A similar hypothesis could easily explain Bartholow’s findings—rather than being desensitized to violence, the violent videogame players’ brains were just more adept at extracting relevant cues and identifying violent images. It’s a very plausible hypothesis and one that Bartholow never even entertains in his paper.
Although her ERP studies focused on a different characteristic peak, the failure to consider competing hypotheses also undermines many of Grüsser–Sinopoli’s claims. What she interpreted as signs of drug addict like emotional ‘arousal’ in gamers presented with surprise images of videogame cues could easily be accounted for by supposing that the ‘compulsive’ gamers responded strongly to the game images because they simply contained more semantic content that was relevant to them than the neutral images. The similarity in reactions among gamers and drug addicts shown images of places where they formerly used drugs, for example, could say more about the similarities among learning processes and addiction than they do about games being addictive.
And that’s the rub with these kind of studies. ERP, for example, is extremely useful but it’s also incredibly low resolution, which makes it very easy to conflate distinct phenomena that yield similar experimental results.

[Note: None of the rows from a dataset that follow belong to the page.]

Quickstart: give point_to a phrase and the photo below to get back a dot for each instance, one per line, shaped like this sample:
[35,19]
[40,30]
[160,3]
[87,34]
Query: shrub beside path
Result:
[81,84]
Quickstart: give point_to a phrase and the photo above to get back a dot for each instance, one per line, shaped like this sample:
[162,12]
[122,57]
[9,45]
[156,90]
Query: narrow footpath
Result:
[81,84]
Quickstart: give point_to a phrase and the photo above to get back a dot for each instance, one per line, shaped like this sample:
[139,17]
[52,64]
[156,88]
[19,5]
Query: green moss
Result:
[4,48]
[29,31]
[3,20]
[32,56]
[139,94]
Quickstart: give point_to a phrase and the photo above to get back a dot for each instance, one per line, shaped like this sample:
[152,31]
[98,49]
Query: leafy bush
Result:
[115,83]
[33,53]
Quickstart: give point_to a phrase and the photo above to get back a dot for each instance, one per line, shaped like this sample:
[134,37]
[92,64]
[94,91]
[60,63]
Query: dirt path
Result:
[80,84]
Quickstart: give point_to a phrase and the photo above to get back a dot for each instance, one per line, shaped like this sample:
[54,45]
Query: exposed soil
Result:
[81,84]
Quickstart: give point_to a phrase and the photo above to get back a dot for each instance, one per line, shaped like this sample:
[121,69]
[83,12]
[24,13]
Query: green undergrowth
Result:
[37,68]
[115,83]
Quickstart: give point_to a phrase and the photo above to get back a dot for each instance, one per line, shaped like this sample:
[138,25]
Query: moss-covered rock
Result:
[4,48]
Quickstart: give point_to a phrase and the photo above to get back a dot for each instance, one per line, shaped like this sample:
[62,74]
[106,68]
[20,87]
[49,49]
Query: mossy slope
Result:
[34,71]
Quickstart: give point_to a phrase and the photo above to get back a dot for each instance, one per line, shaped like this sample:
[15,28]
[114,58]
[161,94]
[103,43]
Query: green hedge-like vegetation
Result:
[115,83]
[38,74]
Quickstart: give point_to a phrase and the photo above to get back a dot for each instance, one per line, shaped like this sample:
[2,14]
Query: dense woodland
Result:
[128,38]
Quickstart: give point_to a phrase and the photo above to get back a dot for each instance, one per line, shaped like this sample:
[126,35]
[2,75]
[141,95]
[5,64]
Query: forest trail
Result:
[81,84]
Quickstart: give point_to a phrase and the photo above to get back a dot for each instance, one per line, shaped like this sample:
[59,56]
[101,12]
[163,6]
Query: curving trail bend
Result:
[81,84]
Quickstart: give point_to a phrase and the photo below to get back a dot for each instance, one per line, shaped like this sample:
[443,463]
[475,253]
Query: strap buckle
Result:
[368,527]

Despite numerous reasons to be skeptical about the conclusions drawn from research into games addiction, NewScientist devoted nearly a third of its space to policy changes that should be considered in light of this kind of ‘suggestive’ research, gaming included. For example, after describing studies where she observed that children are “more likely to turn to computer games when they are unhappy,” Grüsser–Sinopoli is quoted as saying that “We need to be made more aware of the potential risks, and we need as a society to worry about what we do, and remove subsidies for addictive behaviors, tobacco, gambling, state lotteries—it’s absurd.”
Of course, scientists like Grüsser–Sinopoli aren’t Jack Thompson, to be sure. Grüsser–Sinopoli’s a well-respected scientist who has dedicated her career to the study of addiction. But the rising interest in videogame effects coupled with increased public apprehension about the ubiquity of videogames creates a climate that strongly encourages people to find ‘evidence’ that supports big claims—claims that make headlines, get one asked to testify before legislatures, and invited to make television appearances. Pretty soon, it becomes ‘accepted wisdom’ among the public and before you realize it, an expressive communication medium is transformed into harmful contraband.

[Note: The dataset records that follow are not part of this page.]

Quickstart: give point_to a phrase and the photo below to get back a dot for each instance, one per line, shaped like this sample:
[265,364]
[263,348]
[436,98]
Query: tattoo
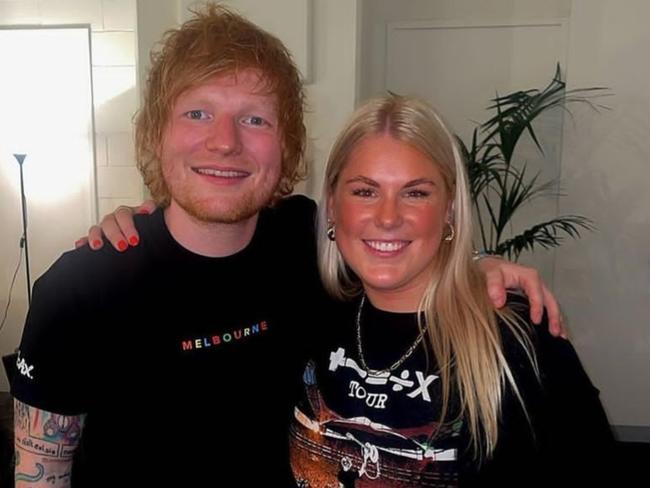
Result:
[47,434]
[32,478]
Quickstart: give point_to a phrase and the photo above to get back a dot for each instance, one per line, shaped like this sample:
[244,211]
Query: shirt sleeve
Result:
[573,431]
[52,364]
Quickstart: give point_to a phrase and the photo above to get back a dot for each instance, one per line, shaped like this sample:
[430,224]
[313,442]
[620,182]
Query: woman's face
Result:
[390,207]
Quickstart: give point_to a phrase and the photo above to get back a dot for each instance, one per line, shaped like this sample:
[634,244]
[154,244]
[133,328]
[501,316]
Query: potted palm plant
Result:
[500,185]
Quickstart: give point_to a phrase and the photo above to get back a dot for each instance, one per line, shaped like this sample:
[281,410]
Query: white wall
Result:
[603,279]
[113,45]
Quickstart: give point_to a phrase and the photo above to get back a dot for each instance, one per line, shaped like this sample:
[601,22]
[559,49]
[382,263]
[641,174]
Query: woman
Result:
[418,382]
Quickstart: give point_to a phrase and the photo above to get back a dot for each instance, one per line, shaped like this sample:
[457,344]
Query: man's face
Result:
[221,152]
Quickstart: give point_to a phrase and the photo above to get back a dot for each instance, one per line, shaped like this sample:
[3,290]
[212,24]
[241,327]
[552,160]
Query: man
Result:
[179,359]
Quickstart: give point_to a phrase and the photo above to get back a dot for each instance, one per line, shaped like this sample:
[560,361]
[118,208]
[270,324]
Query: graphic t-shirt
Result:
[379,425]
[185,365]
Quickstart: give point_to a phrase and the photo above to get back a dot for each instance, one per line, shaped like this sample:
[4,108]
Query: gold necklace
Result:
[396,364]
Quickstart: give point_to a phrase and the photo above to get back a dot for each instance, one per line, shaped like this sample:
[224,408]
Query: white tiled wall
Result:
[114,45]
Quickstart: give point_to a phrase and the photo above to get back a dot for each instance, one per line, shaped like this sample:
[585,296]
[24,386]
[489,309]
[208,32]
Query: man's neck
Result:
[208,238]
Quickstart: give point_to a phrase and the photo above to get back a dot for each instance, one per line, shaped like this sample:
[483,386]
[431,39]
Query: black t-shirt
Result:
[186,366]
[350,425]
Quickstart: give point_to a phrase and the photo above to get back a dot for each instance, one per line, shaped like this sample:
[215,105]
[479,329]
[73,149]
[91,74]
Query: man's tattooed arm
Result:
[45,445]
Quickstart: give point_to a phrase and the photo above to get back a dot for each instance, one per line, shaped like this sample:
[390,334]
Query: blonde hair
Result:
[217,41]
[462,326]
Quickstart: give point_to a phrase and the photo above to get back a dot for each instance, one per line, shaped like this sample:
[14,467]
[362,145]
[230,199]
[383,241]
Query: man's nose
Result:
[224,135]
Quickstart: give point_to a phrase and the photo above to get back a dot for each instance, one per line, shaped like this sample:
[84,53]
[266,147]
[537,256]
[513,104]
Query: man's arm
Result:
[45,445]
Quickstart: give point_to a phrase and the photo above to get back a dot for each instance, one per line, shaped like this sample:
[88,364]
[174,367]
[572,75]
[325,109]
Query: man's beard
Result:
[230,209]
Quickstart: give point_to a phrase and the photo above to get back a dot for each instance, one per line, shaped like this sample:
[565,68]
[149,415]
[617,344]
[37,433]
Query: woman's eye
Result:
[417,194]
[196,115]
[363,192]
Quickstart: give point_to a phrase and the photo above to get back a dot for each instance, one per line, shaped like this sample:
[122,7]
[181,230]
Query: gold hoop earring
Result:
[452,233]
[331,231]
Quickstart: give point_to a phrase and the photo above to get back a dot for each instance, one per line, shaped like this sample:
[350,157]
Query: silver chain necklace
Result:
[396,364]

The NewScientist cover story closes with a sinister, if entirely vague quote from Peter Whybrow, author of American Mania: “If politicians and leaders understood how the brain works, they would not be building society as they are doing.”
You can almost hear the family-friendly videogame vigilantes whispering, “I told you so.”
Article by Aaron Ruby, co-author of the book Smartbomb: The Quest for Art, Entertainment, and Big Bucks in the Videogame Revolution.